Un plus sçavant que moy (Paschal) ira songer
Avesques l’Ascrean dessus la double cyme :
Et pour estre de ceux dont on fait plus d’estime,
Dedans l’onde au cheval tout nud s’ira plonger.

Quant à moy, je ne veux, pour un vers allonger,
M’accourcir le cerveau : ni pour polir ma rime,
Me consumer l’esprit d’une soigneuse lime,
Frapper dessus ma table, ou mes ongles ronger.

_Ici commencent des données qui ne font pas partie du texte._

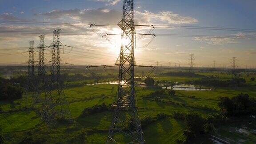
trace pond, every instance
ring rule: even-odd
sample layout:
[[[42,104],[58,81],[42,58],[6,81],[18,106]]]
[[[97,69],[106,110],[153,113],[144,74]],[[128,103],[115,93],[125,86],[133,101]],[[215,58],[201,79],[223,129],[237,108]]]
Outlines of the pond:
[[[171,87],[164,87],[162,88],[163,89],[171,89]],[[173,88],[173,90],[178,91],[210,91],[210,88],[196,88],[194,85],[181,84],[175,85]]]
[[[124,81],[123,80],[122,81],[122,84],[124,84]],[[88,84],[88,85],[98,85],[98,84],[118,84],[118,80],[116,81],[107,81],[107,82],[104,82],[102,83],[97,83],[95,84]],[[145,84],[142,82],[136,82],[135,84]]]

Aussi veux-je (Paschal) que ce que je compose
Soit une prose en ryme, ou une ryme en prose,
Et ne veux pour cela le laurier meriter.

Et peut estre que tel se pense bien habile,
Qui trouvant de mes vers la ryme si facile,
En vain travaillera, me voulant imiter.

III

N’estant, comme je suis, encore exercité
Par tant et tant de maux au jeu de la Fortune,
Je suivois d’Apollon la trace non commune,
D’une saincte fureur sainctement agité.

Ores ne sentant plus ceste divinité,
Mais picqué du souci qui fascheux m’importune,
Une adresse j’ay pris beaucoup plus opportune
A qui se sent forcé de la necessité.

Et c’est pourquoy (Seigneur) ayant perdu la trace
Que suit vostre Ronsard par les champs de la Grace,
Je m’adresse où je voy le chemin plus battu :

Ne me bastant le cœur, la force, ni l’haleine,
De suivre, comme luy, par sueur et par peine,
Ce penible sentier qui meine à la vertu.

IV

Je ne veux feuilleter les exemplaires Grecs,
Je ne veux retracer les beaux traits d’un Horace,
Et moins veux-je imiter d’un Petrarque la grace,
Ou la voix d’un Ronsard pour chanter mes regrets.